Le jeudi, nous sommes allés au restaurant, un vrai festin, je me suis montré prévenant, causant, et j’ai même réglé l’intégralité de la note : autant faire les choses en grand.
Nous avons fait l’amour tous les soirs ou presque. C’était éreintant, mais je dois bien reconnaître que j’en retirais du plaisir. Un soir, après l’avoir prise pour la troisième fois, je me remémorais en souriant un vieil adage : « c’est en forgeant qu’on devient forgeron ».
Noël s’approche à pas de géant.

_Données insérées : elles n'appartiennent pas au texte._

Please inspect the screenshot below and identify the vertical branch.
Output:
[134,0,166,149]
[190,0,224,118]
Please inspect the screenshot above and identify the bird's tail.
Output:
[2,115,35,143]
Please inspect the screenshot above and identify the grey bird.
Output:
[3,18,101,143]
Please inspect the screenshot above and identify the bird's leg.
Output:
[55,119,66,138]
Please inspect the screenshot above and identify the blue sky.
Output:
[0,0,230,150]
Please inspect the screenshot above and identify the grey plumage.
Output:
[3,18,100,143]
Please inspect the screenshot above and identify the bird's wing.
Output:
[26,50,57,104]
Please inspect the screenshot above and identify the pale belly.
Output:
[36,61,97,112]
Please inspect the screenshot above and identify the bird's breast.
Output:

A J-3, je fais la surprise à Carine de lui ramener un joli petit sapin qu’elle ne manque pas de trouver « mignon tout plein » et je pousse même le vice jusqu’à le décorer moi-même. Ce qui ne manque pas de déclencher des cris hystériques chez elle. Je commence à en avoir l’habitude.
Le plus difficile est de trouver un cadeau pour Carine. Et plus encore pour Patricia. Le père, lui, est comme tous les pères en Occident génétiquement programmé dès la naissance pour recevoir une bouteille de whisky ou une cravate : je choisis la première option, cela pourrait m’aider un jour ou l’autre, et il n’est pas dans mon intérêt d’aider ce gros porc à paraître élégant.

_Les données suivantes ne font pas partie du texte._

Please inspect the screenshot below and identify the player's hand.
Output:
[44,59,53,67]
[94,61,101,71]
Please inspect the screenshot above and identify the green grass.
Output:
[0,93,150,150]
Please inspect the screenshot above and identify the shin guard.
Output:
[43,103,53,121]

C’est là que tout se joue. Le cadeau doit être l’estocade, la touche finale, le coup de grâce. Pour Carine, qui ne demande que ça, et en attendant mieux.

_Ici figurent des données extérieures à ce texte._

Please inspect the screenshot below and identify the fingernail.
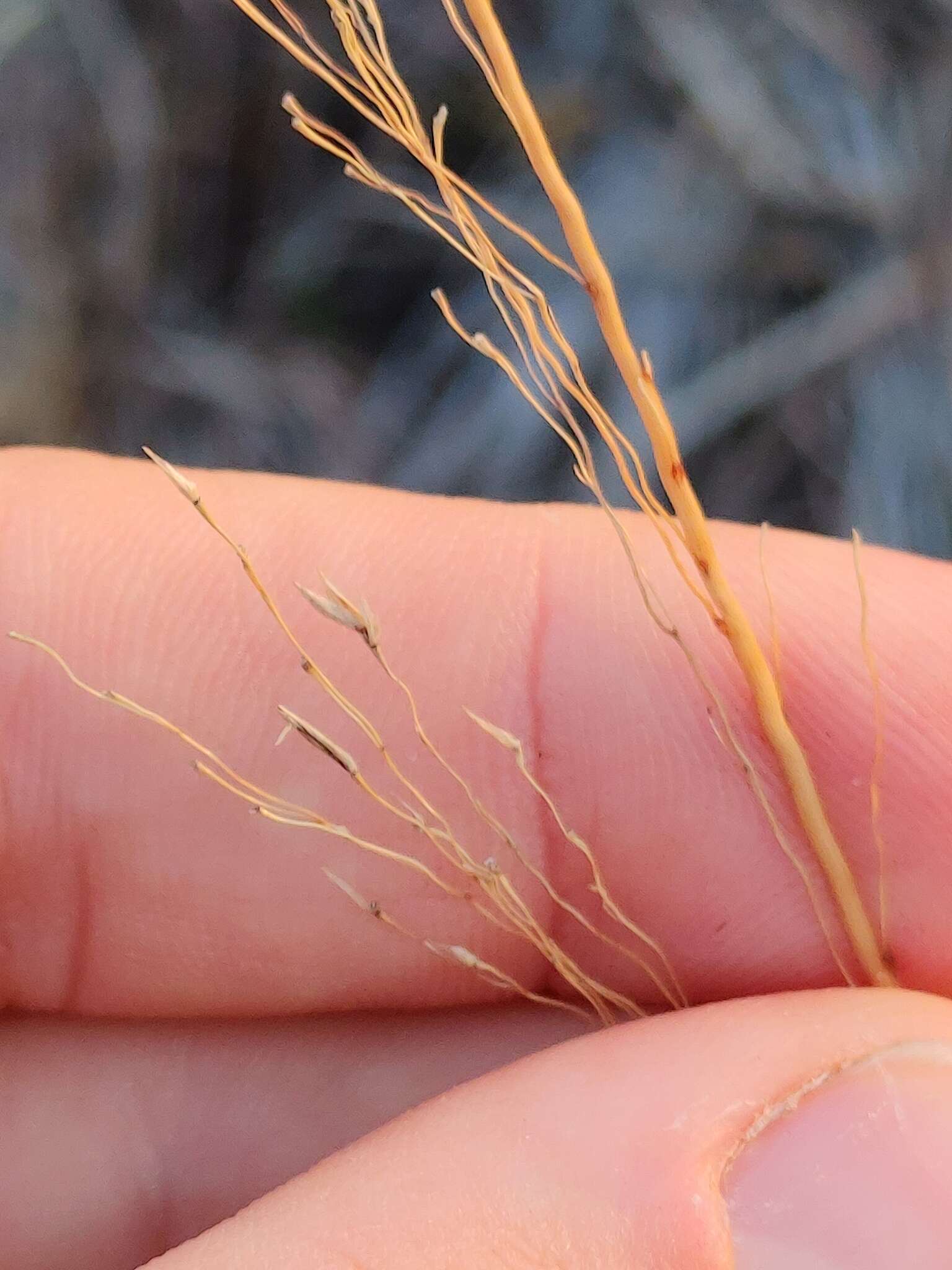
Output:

Je choisis un immense bouquet de roses rouges. Parce que les femmes aiment les hommes qui aiment les fleurs, comme pourrait le dire une mauvaise campagne de publicité. Et parce que nul n’ignore la signification, le langage, des roses rouges. Je jette également mon dévolu sur un splendide collier (à en juger par son prix) d’or et de diamants. L’idée, toute simple, est que Patricia en voyant ce collier doit y voir le reflet d’un homme sensible, passionné, qui aime les femmes, et qui aime le leur montrer. Et comme je sais pertinemment que Patricia ne manquera pas d’orner son cou de cette parure à chacune de nos prochaines – et fréquentes – visites familiales...
Pour Patricia, je dois choisir quelque chose qui ne paie pas de mine, mais qui joue en ma faveur. Quelque chose qui lui montre que je suis sensible à sa beauté, comme on peut l’être face à une œuvre d’art. De manière contemplative, mais désintéressée. On regarde mais on ne touche pas. Délicat. Je ne m’imagine pas une seconde lui offrir une robe sexy ou un petit haut moulant : trop banal, et surtout déplacé. J’opte finalement, à moitié satisfait, pour un fin bracelet-montre, dans l’idée qu’à chaque fois qu’elle consultera l’heure...
Veille de Noël. Le 24 décembre. Un mardi.
Direction Amplier.
Mes mains sont moites.
Le chauffage de la Supercinq comme à l’habitude est mal réglé.